Say goodbye to the NUC: Intel to stop making its own mini PCs

Intel's made a significant business of making its own compact PCs, from tiny models the size of a tin of mints to gaming models the size of shoeboxes. But it's the end for NUCs both modest and meaty, as the chipmaker is pulling out of the mini PC market.

The company doesn't explain why it's ending production of first-party NUC machines. However, there's little doubt the company is reeling from a bleak computer market prompted by both a rough economy and the early pandemic surge in sales. Intel's revenue has plunged by more than a third in the past two quarters, and its PC-oriented Client Computing Group has been one of the worst-hit divisions. As ServeTheHome notes, a move like this lets Intel offload a non-essential business and focus on making chips. The company sold its server business to MiTAC earlier this year.

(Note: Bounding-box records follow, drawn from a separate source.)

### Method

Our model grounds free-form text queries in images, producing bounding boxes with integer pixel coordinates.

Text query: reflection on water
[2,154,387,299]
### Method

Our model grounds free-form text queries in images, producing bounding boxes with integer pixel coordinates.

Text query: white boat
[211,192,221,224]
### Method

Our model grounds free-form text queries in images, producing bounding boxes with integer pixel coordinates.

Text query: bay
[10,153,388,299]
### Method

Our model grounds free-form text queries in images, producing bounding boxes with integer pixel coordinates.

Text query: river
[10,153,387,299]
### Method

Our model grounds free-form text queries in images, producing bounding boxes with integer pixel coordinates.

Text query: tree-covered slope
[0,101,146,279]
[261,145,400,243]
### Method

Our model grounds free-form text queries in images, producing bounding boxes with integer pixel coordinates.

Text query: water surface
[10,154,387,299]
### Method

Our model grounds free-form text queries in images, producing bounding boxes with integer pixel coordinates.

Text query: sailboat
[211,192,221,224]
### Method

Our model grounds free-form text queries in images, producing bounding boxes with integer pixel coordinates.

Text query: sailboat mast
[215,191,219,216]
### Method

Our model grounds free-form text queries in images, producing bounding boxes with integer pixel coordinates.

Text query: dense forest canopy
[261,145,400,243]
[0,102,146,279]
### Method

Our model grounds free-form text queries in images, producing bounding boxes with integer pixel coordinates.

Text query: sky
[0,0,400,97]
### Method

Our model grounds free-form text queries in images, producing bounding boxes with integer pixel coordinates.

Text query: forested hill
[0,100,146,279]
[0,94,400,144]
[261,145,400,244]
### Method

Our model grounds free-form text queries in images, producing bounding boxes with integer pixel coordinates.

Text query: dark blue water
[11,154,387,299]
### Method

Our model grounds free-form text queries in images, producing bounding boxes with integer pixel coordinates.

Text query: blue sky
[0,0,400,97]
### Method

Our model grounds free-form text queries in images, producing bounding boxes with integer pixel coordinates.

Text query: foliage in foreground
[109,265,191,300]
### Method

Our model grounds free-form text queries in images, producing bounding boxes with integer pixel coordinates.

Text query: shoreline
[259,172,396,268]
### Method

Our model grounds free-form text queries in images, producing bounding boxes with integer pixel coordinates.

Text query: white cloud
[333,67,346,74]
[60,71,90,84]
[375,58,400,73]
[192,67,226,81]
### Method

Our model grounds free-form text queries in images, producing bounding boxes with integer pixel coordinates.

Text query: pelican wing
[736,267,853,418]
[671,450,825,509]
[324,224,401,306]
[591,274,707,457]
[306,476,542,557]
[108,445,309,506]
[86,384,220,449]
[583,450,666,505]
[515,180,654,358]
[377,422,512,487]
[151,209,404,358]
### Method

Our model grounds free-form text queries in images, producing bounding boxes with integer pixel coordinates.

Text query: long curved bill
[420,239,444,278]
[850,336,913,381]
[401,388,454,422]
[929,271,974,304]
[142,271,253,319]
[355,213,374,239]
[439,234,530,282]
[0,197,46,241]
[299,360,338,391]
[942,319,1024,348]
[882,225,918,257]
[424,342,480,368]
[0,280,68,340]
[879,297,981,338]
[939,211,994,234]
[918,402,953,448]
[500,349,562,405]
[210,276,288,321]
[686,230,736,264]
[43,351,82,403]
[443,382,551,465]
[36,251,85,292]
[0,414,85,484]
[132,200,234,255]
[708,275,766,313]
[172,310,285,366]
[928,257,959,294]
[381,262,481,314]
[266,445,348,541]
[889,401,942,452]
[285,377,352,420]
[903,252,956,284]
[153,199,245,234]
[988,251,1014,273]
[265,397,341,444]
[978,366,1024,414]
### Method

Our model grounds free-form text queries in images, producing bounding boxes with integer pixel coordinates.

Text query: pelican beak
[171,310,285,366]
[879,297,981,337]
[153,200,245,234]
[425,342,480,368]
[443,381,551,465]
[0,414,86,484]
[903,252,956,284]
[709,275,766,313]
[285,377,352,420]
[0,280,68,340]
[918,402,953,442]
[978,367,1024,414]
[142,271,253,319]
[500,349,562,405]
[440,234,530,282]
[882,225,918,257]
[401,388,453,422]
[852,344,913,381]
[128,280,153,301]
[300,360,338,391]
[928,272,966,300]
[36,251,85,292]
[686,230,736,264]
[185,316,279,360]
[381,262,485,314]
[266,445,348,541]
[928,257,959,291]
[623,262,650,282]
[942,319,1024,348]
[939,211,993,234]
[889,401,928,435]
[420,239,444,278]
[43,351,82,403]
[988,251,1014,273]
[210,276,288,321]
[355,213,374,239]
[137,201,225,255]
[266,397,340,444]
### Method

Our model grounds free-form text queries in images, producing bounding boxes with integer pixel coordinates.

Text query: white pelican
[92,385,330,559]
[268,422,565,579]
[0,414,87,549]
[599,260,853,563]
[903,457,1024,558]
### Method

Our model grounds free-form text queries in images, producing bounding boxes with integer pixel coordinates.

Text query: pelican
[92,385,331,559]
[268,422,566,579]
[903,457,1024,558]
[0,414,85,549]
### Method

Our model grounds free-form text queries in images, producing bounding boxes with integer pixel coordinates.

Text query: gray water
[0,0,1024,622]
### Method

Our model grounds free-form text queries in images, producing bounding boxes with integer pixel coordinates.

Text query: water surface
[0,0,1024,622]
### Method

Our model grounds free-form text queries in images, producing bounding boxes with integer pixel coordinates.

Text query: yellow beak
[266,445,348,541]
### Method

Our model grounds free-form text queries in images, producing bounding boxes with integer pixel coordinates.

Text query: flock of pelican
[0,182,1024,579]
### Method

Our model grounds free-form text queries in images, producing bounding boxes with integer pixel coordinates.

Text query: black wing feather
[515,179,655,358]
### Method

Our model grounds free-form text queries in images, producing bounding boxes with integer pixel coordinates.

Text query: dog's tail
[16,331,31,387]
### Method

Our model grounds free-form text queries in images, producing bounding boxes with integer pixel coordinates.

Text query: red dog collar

Intel launched the first NUC in 2013 as a tiny, barebones PC kit meant to showcase both the latest processors as well as the possibilities for compact desktops. Over time, they evolved into more complete systems with robust performance and, in some later incarnations, dedicated GPUs. You could use them at home, but they also had a following in business — they were useful for compute clusters and other situations where size and simplicity mattered.

The good part of this is supposedly that we'll get more models from mainstream manufacturers now that Intel's no longer competing directly with its own customers. Meanwhile, NVidia is headed in the opposite direction, icing out partners and doubling-down on its own GPU products.

The killer for me with mini PCs is the external power bricks and, at the higher end, sticker shock. Unless I had something very specific in mind, I tended to end up with a Mac Mini or a Pi whenever I went looking. The NUC Dork Skull always sent me to Zotac instead when I wanted one that could play games, too.